On 12/14/21 07:08, Dominique Martinet wrote:
I've double-checked with traces in load_spa_handle/unref_handle
and it
is all free()d as soon as the client disconnects, so there's no reason
the memory would still be used... And I think we're just looking at some
malloc optimisation not releasing the memory.
To confirm, I've tried starting pipewire-pulse with jemalloc loaded,
LD_PRELOAD=/usr/lib64/libjemalloc.so , and interestingly after the 100
clients exit the memory stays at ~3-400MB but as soon as single new
client connects it jumps back down to 20MB, so that seems to confirm it.
(with tcmalloc it stays all the way up at 700+MB...)

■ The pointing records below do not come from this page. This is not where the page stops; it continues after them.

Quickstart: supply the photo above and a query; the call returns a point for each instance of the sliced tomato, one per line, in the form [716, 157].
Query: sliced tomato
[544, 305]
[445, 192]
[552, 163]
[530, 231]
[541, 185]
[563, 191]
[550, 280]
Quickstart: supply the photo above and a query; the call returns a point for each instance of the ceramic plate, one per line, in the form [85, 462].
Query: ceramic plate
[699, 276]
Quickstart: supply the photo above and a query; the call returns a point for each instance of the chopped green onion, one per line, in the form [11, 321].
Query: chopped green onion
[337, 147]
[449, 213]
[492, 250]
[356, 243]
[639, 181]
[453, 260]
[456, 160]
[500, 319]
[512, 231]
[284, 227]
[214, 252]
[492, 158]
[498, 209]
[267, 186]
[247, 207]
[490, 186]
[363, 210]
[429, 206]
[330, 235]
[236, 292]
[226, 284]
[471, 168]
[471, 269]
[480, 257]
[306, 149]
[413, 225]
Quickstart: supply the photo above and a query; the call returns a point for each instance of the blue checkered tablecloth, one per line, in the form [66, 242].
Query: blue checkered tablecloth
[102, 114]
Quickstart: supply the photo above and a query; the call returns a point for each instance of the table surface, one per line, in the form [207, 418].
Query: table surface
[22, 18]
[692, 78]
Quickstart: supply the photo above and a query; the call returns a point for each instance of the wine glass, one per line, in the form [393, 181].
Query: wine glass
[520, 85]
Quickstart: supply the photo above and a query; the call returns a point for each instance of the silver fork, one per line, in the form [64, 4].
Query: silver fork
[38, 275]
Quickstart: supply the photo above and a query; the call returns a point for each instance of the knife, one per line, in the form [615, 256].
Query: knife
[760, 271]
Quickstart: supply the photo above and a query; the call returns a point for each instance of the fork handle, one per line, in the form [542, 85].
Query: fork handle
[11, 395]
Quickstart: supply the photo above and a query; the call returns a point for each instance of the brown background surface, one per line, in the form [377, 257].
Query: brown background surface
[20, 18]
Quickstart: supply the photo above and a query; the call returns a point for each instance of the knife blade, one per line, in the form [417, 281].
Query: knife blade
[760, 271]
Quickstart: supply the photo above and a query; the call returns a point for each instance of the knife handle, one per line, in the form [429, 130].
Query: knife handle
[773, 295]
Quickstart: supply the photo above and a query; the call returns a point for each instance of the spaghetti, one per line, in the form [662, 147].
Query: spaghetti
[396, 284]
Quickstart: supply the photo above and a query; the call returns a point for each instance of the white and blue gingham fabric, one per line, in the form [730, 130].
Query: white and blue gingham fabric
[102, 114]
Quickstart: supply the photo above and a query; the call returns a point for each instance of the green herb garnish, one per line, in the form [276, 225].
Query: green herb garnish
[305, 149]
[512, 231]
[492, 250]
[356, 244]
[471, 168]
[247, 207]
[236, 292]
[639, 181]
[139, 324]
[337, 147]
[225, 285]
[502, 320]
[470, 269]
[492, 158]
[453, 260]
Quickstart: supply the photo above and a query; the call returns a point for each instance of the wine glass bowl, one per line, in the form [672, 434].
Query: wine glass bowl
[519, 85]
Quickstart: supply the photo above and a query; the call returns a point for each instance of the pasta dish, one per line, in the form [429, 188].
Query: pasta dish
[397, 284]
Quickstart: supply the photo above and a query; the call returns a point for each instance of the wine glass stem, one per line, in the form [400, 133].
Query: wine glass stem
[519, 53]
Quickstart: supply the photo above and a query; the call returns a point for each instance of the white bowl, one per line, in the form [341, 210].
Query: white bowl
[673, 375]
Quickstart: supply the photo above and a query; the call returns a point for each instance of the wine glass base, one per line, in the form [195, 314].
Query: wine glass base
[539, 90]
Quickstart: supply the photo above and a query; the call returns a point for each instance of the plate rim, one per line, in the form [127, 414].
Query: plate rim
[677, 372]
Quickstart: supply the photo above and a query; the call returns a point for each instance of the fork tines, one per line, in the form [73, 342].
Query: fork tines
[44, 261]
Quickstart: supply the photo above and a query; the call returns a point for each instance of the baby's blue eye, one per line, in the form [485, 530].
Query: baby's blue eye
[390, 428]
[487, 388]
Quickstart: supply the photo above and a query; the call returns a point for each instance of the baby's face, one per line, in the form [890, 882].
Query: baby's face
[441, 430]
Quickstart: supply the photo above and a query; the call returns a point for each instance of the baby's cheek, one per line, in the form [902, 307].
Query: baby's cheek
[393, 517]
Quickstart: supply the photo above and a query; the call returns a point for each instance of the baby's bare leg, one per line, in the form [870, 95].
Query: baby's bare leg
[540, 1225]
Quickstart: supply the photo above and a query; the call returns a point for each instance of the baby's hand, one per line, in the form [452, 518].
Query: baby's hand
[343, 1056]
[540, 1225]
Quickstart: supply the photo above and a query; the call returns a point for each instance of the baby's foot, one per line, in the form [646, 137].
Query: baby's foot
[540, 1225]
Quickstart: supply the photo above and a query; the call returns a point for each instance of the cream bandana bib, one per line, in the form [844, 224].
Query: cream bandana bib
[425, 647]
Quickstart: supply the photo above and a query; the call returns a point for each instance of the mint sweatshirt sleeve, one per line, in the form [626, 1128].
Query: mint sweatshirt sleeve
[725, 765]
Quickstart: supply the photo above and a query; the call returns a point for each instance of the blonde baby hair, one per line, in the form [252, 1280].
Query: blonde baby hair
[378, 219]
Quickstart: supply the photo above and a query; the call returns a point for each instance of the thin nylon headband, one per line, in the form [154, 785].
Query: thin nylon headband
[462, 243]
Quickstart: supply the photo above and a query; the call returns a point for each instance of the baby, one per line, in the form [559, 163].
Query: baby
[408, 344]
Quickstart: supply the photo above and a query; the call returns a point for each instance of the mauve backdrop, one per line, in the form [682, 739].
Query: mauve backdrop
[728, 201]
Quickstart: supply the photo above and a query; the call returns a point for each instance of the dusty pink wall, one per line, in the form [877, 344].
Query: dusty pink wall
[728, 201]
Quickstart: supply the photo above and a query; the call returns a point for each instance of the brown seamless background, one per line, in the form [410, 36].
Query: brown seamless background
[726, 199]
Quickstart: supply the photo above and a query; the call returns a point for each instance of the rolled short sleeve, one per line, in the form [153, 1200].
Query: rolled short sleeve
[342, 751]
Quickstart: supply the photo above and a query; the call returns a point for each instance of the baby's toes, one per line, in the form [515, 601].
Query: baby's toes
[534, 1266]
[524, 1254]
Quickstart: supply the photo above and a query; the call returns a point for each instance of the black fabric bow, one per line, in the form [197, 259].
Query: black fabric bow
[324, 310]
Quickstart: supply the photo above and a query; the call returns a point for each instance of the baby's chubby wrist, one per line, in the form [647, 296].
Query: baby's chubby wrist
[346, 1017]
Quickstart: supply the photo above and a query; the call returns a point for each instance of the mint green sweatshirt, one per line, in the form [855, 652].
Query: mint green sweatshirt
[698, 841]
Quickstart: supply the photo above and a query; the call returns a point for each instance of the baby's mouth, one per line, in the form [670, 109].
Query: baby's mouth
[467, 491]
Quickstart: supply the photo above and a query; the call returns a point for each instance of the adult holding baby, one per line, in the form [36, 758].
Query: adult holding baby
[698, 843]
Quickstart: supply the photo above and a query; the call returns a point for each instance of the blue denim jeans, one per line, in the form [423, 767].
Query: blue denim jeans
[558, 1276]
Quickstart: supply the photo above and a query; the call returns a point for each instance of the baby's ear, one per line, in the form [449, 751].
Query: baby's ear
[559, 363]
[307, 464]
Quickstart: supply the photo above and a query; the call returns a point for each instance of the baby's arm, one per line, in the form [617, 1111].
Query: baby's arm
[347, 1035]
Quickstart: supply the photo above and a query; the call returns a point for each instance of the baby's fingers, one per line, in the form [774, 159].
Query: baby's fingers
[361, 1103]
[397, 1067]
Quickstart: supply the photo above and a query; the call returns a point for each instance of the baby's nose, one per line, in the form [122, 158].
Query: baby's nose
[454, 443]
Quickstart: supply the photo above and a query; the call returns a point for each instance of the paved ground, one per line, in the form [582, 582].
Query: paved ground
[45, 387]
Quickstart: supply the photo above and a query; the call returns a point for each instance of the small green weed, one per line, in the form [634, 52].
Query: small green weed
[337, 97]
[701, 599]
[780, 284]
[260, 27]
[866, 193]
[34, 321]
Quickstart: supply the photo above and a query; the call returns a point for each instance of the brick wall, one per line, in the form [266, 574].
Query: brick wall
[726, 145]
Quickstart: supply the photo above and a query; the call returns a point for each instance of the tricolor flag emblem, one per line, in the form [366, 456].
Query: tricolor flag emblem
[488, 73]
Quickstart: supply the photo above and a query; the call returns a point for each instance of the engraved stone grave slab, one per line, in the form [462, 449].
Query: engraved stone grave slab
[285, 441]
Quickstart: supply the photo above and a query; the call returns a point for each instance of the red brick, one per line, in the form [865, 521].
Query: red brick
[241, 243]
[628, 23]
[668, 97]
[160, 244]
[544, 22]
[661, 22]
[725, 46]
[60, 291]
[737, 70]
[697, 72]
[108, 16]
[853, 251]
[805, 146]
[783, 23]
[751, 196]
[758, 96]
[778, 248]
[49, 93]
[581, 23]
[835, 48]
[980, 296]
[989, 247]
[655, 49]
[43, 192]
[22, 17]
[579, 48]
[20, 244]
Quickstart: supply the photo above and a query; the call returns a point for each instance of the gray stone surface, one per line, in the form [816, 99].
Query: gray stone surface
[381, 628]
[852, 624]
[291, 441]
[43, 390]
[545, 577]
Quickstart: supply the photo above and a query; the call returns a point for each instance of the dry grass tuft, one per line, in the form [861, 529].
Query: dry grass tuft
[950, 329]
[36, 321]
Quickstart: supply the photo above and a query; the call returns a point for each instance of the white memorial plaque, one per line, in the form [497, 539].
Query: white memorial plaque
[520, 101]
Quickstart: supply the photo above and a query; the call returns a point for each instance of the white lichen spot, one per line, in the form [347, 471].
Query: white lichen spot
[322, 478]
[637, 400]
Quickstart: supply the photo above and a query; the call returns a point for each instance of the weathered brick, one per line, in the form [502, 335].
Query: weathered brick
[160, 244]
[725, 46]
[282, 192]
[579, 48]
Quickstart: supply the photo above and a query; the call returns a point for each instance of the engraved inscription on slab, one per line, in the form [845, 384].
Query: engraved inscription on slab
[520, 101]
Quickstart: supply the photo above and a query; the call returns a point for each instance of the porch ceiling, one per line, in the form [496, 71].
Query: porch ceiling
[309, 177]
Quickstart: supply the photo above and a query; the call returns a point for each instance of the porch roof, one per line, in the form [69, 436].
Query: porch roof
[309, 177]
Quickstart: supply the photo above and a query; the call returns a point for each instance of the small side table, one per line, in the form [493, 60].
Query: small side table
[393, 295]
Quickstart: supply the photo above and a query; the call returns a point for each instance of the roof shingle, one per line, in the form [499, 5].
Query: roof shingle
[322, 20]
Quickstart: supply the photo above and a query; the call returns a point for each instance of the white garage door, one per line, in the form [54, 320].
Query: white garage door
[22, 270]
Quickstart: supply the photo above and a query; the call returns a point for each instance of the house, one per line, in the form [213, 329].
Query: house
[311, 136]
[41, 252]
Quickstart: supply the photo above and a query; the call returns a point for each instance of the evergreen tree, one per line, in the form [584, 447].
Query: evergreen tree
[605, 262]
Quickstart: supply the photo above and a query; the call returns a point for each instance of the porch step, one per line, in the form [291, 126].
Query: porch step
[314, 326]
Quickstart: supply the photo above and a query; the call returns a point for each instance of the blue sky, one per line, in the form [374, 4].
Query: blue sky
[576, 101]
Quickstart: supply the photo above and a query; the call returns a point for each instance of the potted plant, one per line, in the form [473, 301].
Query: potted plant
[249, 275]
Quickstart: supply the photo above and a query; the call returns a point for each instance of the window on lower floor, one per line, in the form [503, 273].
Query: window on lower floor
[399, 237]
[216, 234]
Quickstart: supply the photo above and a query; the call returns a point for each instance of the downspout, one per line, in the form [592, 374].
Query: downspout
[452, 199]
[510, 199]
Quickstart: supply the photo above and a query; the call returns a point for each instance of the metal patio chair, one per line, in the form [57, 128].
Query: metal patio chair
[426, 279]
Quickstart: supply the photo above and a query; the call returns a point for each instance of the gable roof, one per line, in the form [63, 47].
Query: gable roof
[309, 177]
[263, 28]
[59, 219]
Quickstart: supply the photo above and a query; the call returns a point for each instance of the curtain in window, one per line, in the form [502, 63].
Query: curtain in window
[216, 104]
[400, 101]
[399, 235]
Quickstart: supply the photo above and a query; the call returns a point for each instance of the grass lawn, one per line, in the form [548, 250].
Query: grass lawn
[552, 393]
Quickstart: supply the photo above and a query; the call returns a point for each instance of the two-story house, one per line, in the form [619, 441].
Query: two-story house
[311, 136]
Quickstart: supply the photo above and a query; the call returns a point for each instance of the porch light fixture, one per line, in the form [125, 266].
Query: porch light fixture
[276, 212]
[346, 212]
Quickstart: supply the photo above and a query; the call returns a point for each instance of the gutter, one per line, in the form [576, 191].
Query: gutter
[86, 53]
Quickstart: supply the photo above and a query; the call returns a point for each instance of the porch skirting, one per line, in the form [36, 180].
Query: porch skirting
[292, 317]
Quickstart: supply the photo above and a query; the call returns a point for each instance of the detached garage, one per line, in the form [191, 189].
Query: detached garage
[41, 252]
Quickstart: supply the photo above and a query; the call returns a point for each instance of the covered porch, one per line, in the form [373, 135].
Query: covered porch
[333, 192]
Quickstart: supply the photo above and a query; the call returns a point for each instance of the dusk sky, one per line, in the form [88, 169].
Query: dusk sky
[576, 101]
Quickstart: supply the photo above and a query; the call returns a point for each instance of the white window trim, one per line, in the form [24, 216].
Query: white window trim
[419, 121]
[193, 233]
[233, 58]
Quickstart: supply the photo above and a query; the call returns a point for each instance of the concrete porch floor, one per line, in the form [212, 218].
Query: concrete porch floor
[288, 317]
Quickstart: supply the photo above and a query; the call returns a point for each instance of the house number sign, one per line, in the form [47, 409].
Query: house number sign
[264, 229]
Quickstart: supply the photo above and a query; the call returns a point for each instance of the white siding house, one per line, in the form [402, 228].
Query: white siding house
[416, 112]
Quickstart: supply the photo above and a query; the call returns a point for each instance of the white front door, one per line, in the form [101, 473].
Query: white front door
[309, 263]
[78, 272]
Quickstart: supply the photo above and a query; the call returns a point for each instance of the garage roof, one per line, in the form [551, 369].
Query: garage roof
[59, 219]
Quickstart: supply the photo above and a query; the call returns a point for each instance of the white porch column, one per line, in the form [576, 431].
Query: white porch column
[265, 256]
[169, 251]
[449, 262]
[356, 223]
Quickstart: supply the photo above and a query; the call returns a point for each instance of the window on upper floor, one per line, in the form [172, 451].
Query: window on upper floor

So I guess we're just chasing after artifacts from the allocator,
and
it'll be hard to tell which it is when I happen to see pipewire-pulse
with high memory later on...
It can be difficult to tell the difference between:
(a) allocator caching
(b) application usage
To help with we developed some additional tracing utilities:
https://pagure.io/glibc-malloc-trace-utils
The idea was to get a full API trace of malloc family calls and then play them back
in a simulator to evaluate the heap/arena usage when threads were involved.
Knowing the exact API calls lets you determine if you have (a), where the API calls
show a small usage but in reality RSS is higher, or (b) where the API calls show there
are some unmatched free()s and the usage is growing.
It seems like you used jemalloc and then found that memory usage stays low?
If that is the case it may be userspace caching from the allocator.
jemalloc is particularly lean with a time-decay thread that frees back to the OS
in order to reduce memory usage down to a fixed percentage. The consequence of
this is that you get latency on the allocation side, and the application has to
take this into account.
From what I can see the big allocations are (didn't look at
lifetime of each
alloc):
- load_spa_handle for audioconvert/libspa-audioconvert allocs 3.7MB
- pw_proxy_new allocates 590k
- reply_create_playback_stream allocates 4MB
- spa_buffer_alloc_array allocates 1MB from negotiate_buffers
- spa_buffer_alloc_array allocates 256K x2 + 128K
from negotiate_link_buffers
On a 64-bit system the maximum dynamic allocation size is 32MiB.
As you call malloc with ever larger values the dynamic scaling will scale up to
at most 32MiB (half of a 64MiB heap). So it is possible that all of these allocations
are placed on the mmap/sbrk'd heaps and stay there for future usage until freed back.
Could you try running with this env var:
GLIBC_TUNABLES=glibc.malloc.mmap_threshold=131072
Note: See `info libc tunables`.
maybe some of these buffers sticking around for the duration of the
connection could be pooled and shared?
They are pooled and shared if they are cached by the system memory allocator.
All of tcmalloc, jemalloc, and glibc malloc attempt to cache the userspace requests
with different algorithms that match given workloads.
--
Cheers,
Carlos.